Text messages from Ms Barnes to the real estate agent in March 2017, seen by the Sunday Examiner, highlight the “mouldy and wet” carpet, health concerns for her son and a mice infestation. Two months later, further texts show damage to property following rain.
Case highlights needs for strong Tenancy Commissioner: union
The Tenants’ Union of Tasmania took up Ms Barnes’ cause and paid for a building report in August, which found “excessive movement” of flooring in almost every room when weight was placed upon it and structural movement of internal wall finishings. It caused varying floor heights throughout the house.
The problems were blamed on moisture penetration to the subfloor, inadequate subfloor clearance and ventilation, and limited site drainage.
The landlord agreed to allow Ms Barnes to break the lease and offered to pay removalist costs.
Tenants’ Union solicitor Ben Bartl said this was a clear example of where the Residential Tenancy Commissioner needed to have more power.
“We believe the powers of the Residential Tenancy Commissioner need to be strengthened as has occurred in other Australian jurisdictions,” he said.
“When a landlord refuses to carry out repairs, we believe there should be the power to reduce the rent or to have the tenant put up in alternative accommodation until the repairs are carried out.
“We also strongly believe that the government should be able to issue larger fines against unscrupulous landlords who are deliberately flouting the law.

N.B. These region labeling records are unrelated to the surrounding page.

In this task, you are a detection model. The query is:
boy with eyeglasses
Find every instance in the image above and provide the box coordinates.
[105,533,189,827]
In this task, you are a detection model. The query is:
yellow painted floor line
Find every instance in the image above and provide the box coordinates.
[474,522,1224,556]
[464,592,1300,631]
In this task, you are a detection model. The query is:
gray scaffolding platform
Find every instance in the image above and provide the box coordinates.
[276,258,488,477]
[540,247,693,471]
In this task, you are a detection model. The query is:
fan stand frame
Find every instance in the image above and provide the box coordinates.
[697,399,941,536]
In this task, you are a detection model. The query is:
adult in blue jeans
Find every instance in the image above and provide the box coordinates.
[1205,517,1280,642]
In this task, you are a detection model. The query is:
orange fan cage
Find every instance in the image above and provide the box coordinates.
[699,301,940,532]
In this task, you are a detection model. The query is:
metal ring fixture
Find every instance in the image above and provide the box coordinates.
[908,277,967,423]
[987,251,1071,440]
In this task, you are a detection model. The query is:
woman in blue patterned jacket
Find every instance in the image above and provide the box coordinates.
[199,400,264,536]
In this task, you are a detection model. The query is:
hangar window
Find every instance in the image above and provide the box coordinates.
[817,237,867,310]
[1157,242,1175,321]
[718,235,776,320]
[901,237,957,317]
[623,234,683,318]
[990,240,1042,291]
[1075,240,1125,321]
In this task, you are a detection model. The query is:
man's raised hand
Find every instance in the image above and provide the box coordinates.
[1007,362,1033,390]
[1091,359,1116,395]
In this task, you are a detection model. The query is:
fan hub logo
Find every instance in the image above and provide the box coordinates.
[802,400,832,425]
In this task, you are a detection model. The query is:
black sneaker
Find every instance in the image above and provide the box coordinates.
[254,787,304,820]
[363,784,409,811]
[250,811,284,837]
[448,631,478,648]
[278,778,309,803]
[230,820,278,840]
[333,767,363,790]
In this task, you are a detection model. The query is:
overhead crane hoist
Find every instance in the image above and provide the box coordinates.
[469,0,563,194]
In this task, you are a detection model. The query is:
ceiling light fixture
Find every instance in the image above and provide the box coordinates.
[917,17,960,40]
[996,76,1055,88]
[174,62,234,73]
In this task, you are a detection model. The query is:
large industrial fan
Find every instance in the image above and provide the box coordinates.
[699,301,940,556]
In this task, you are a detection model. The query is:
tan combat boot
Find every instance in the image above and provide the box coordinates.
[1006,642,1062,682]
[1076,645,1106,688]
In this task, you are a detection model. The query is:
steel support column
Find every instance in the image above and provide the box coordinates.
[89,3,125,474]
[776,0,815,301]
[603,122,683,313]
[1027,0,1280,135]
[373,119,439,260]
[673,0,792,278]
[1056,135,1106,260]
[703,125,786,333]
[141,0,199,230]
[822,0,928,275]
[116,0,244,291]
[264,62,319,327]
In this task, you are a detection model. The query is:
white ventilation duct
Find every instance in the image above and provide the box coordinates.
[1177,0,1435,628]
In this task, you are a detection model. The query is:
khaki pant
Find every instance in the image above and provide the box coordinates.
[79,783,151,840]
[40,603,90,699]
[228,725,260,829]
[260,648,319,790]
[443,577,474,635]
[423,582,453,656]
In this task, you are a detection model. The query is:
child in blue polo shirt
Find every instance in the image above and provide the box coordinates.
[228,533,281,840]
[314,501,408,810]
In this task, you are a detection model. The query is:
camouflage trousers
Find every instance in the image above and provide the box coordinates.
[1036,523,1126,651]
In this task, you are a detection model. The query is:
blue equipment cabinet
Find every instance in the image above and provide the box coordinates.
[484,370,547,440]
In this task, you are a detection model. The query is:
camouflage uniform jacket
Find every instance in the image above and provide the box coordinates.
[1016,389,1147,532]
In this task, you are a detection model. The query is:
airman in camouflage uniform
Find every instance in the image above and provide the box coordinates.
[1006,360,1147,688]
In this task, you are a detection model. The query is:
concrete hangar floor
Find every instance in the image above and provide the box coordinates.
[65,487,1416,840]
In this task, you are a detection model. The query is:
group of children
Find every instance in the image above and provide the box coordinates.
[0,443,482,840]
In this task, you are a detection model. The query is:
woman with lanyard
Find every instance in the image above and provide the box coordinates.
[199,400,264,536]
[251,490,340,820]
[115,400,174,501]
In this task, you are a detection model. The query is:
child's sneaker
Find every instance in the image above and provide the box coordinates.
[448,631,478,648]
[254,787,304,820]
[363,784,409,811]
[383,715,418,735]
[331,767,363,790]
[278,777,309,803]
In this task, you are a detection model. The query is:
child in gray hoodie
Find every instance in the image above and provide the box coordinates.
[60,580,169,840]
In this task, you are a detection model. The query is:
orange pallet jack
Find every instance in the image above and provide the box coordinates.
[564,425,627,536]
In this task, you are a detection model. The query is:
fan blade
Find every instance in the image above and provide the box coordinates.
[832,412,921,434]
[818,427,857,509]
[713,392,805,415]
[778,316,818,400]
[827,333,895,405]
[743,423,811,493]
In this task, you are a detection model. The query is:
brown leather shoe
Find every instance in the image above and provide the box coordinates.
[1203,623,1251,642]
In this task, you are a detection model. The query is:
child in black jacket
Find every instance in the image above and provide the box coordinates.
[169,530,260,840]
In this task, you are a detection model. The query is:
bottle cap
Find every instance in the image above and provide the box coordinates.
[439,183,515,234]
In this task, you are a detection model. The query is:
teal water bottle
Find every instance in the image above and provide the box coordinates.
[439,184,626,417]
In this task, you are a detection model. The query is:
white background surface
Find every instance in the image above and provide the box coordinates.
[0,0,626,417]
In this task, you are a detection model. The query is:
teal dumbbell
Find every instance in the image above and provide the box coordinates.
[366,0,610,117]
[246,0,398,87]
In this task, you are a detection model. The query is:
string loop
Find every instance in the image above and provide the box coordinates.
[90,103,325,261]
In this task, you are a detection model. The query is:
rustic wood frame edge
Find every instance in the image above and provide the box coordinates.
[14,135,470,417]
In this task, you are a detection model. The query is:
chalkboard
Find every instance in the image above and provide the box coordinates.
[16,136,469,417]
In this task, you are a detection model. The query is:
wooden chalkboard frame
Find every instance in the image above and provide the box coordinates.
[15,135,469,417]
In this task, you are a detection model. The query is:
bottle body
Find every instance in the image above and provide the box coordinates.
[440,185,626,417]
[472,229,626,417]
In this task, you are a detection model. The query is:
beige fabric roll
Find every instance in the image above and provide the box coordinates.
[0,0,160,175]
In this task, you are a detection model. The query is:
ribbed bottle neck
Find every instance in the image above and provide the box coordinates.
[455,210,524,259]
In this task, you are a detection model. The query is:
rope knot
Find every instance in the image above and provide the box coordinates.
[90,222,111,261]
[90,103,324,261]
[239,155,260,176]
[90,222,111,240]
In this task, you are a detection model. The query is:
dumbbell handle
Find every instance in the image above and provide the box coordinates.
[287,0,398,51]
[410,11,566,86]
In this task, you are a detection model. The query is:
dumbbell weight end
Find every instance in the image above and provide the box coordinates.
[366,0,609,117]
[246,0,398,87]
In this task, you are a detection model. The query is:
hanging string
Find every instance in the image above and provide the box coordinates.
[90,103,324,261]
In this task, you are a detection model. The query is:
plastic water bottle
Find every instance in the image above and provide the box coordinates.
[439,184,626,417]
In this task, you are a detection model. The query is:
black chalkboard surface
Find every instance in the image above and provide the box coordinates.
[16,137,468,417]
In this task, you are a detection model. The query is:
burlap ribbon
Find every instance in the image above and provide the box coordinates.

A maximum fine of $1700 is little more than a slap on the wrist and will have no deterrent effect.”
The Residential Tenancy Commissioner can order repairs, determine whether a rent increase is “unreasonable” and issue fines for non-compliance, but the union found this was a rare occurrence.
When asked if she would consider increasing the powers of the Residential Tenancy Commissioner and increasing penalties for landlord non-compliance with orders, Building and Construction Minister Elise Archer did not respond.
Instead, she was reliant on goodwill between landlords and tenants to find solutions.
“The Office of the Residential Tenancy Commissioner encourages landlords and tenants to work together to ensure required repairs can be completed,” Ms Archer said.